What supreme irony it is that, with the news still fresh about our carbon footprint being found to be double the Scottish average, we learn that the Shetland Arts chief is about to jet off for two and a half weeks, on full pay, to a “social enterprise forum” in Australia.
Of course jaunts to far-flung places are nothing new. Councillors and officials have been at it for years – it used to be said that one SIC employee spent so much time in the US he qualified for dual nationality – and trust heads did not need much incitement to jump on the bandwagon. But in the mind-boggling stakes this latest one surely takes some beating.

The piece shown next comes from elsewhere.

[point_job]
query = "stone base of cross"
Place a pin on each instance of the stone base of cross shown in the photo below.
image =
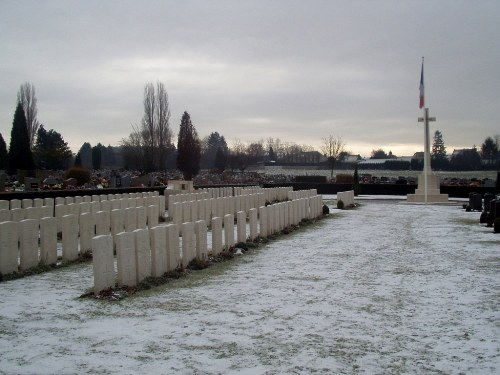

Highlands & Islands Enterprise is apparently picking the tab on this occasion, but that offers little saving grace to Shetland Arts’ involvement. This is a ridiculous waste of public money which would be better spent in helping businesses in the area during a time when there is so much talk of savage cuts in both the public and private sectors.
The justification for this is impossible to see. To suggest that the event could “promote high-level discussion on the future of social enterprise” will fool no-one. Neither will the risible notion that rural aspects down under somehow mirror those in the Highlands and Islands, with long distances and dispersed populations. Any similarity is at best extremely vague, as anyone who has experience of both places knows only too well.
Australian comedian Barry Humphries, in his alter-ego of Dame Edna Everage, once told an interviewer: “Never be afraid to laugh at yourself – after all, you could be missing out on the joke of the century.” Apt words indeed.